Amongst different architectural and design issues recognized by the AI safety firm are OpenClaw’s failure to filter out untrusted content material containing management sequences, ineffective guardrails towards oblique immediate injections, modifiable recollections and system prompts that persist into future chat periods, plaintext storage of API keys and session tokens, and no express person approval earlier than executing device calls.
In a report printed final week, Persmiso Safety argued that the safety of the OpenClaw ecosystem is rather more essential than app shops and browser extension marketplaces owing to the brokers’ in depth entry to person information.
“AI agents get credentials to your entire digital life,” safety researcher Ian Ahl identified. “And unlike browser extensions that run in a sandbox with some level of isolation, these agents operate with the full privileges you grant them.”
“The skills marketplace compounds this. When you install a malicious browser extension, you’re compromising one system. When you install a malicious agent skill, you’re potentially compromising every system that agent has credentials for.”
The lengthy checklist of safety points related to OpenClaw has prompted China’s Ministry of Trade and Data Know-how to difficulty an alert about misconfigured situations, urging customers to implement protections to safe towards cyber assaults and information breaches, Reuters reported.

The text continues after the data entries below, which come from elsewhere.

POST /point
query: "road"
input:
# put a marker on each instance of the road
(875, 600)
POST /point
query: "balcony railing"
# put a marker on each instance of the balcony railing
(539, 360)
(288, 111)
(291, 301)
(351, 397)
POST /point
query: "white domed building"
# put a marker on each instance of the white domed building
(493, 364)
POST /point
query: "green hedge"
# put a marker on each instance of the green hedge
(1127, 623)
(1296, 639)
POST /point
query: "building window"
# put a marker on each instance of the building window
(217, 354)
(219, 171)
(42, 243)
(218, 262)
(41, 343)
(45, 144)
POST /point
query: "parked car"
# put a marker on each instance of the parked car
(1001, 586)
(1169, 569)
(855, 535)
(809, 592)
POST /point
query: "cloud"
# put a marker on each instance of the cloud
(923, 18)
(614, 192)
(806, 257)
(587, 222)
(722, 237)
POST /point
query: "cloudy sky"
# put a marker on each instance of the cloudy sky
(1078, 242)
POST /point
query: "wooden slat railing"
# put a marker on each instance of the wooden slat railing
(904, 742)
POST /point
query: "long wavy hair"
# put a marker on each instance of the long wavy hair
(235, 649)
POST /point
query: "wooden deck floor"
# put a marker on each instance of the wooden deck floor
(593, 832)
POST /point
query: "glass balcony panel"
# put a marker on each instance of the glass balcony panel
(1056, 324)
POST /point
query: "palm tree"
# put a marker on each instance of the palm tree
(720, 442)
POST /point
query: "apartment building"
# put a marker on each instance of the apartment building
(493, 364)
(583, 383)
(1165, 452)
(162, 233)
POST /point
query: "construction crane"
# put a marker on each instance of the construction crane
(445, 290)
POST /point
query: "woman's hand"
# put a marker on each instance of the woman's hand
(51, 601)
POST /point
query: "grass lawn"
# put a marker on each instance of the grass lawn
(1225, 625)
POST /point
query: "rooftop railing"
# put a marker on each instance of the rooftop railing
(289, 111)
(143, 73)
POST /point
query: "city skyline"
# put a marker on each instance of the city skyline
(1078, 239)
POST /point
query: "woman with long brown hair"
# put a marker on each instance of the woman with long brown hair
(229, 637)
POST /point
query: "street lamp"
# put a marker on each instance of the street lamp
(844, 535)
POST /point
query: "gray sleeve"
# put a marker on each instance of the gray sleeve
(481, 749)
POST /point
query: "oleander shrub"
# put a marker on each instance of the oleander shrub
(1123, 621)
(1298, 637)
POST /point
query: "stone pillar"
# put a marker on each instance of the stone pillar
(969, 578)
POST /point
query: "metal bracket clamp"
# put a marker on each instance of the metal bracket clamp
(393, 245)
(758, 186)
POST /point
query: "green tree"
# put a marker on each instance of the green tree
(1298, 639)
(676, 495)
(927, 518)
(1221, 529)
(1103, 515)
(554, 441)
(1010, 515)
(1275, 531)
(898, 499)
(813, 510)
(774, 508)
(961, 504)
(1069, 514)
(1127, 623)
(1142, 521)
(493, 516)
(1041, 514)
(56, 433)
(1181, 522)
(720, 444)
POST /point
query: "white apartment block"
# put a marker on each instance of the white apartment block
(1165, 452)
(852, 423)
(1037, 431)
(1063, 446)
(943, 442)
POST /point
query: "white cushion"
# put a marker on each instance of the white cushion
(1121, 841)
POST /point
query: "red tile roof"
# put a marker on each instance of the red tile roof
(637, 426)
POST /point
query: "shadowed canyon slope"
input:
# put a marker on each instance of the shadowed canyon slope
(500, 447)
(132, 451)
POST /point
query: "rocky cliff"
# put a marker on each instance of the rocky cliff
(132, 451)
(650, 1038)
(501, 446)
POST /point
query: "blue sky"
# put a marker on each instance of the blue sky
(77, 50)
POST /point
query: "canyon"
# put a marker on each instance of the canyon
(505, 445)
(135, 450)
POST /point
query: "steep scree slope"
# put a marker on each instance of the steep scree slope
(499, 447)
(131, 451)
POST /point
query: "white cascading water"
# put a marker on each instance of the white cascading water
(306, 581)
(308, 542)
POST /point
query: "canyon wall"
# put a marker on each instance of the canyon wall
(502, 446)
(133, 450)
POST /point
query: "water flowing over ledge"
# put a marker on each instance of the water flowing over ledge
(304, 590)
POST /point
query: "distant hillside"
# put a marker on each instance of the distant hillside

“When agent platforms go viral faster than security practices mature, misconfiguration becomes the primary attack surface,” Ensar Seker, CISO at SOCRadar, informed The Hacker Information by way of electronic mail. “The risk isn’t the agent itself; it’s exposing autonomous tooling to public networks without hardened identity, access control, and execution boundaries.”
“What’s notable here is that the Chinese regulator is explicitly calling out configuration risk rather than banning the technology. That aligns with what defenders already know: agent frameworks amplify both productivity and blast radius. A single exposed endpoint or overly permissive plugin can turn an AI agent into an unintentional automation layer for attackers.”